Hay is Muldoon's eighth book of poems, and it is a natural successor to
the innovations of The Annals of Chile and Quoof. In his
earlier work, Muldoon proved adept at yoking together the contrary influences
of his own background -- the Catholic and Republican sympathies of his father's
people and the high-toned, ultra-English assumptions of the BBC, where he
worked for many years. Now his view has expanded to take in a longer
perspective on the shared cultural and religious experience of the West and its
uneasy place in contemporary life. In "The Mudroom," for example, the poet
places himself and the reader simultaneously within the sacred history of
Israel and in the mudroom of his own house in contemporary New Jersey:
. . . I drove another piton into an eighty pound
bag of Sakrete and flipped the half door on the dairy cabinet
of the old Hotpoint . . .
and saw, once and for all, the precarious
blue-green, pine-ash path along which Isaac followed Abraham.
Similar in effect is the closing sequence of the book ("The Bangle [Slight
Return]"), where the speaker is at once Virgil contemplating his creation of
Dido in the Aeneid and Muldoon himself, at ease in a saloon.
With these feints, Muldoon takes on the wild-eyed energy of a pub storyteller,
fixing you with his eye as he attempts to show you the perfect logic of utter
improbabilities; it makes for invigorating poetry. In Muldoon's America, all
times are one, and the Ireland of legend has reality. Like medieval artists who
delighted in compressing the whole of a saint's life into a single timeless
frame, Muldoon believes in the simultaneity of deep experience, as in the
touching "White Shoulders":
My heart is heavy. For I saw Fionnuala,
"The Gem of the Roe," "The Flower of Sweet Strabane,"
when a girl reached down into a freezer bin
to bring up my double scoop of vanilla.
Muldoon is an almost frantically ingenious craftsman: this collection includes
not only couplets, concrete poems, translations, and his own variations on
obsessive forms (including a poem rhymed all on a single word), but an
irregular sonnet sequence and a verse diary composed of rhyming haiku. That
eccentric stylist Amanda McKittrick Ros (not incidentally, a countrywoman of
Muldoon's) once titled a collection of her verse Poems of Puncture, and
Muldoon has reinvented rhyming in such a way that his poems might be called
"poems that puncture." Such, certainly, is the effect of "the froufrous, the
fripperies, the Fallopian/tubes of a dead cow in the Philippines," or "Xerxes"
rhymed with "psoriasis" in "Throwback." Muldoon's mischievous wit punctures the
self-seriousness of poetry as it punctures our false expectations of ourselves.

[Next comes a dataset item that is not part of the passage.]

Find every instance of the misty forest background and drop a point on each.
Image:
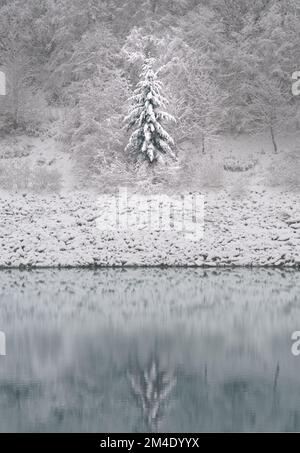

His richest invention here, however, lies not in his sleight-of-hand rhyming,
but in the broader innovation of "Sleeve Notes," a long sequence of imaginary,
memoiristic responses to albums by the likes of the Beatles, Warren Zevon,
Blondie, and Dire Straits: "There was that time the archangel ran his thumb
along the shelf/and anointed, it seemed, his own brow with soot."
A poet of such energy necessarily throws off countless sparks. Muldoon, who
has always had a remarkable ability to make hay from the ordinary grass of
experience, consistently turns Hay into the fire of poetry.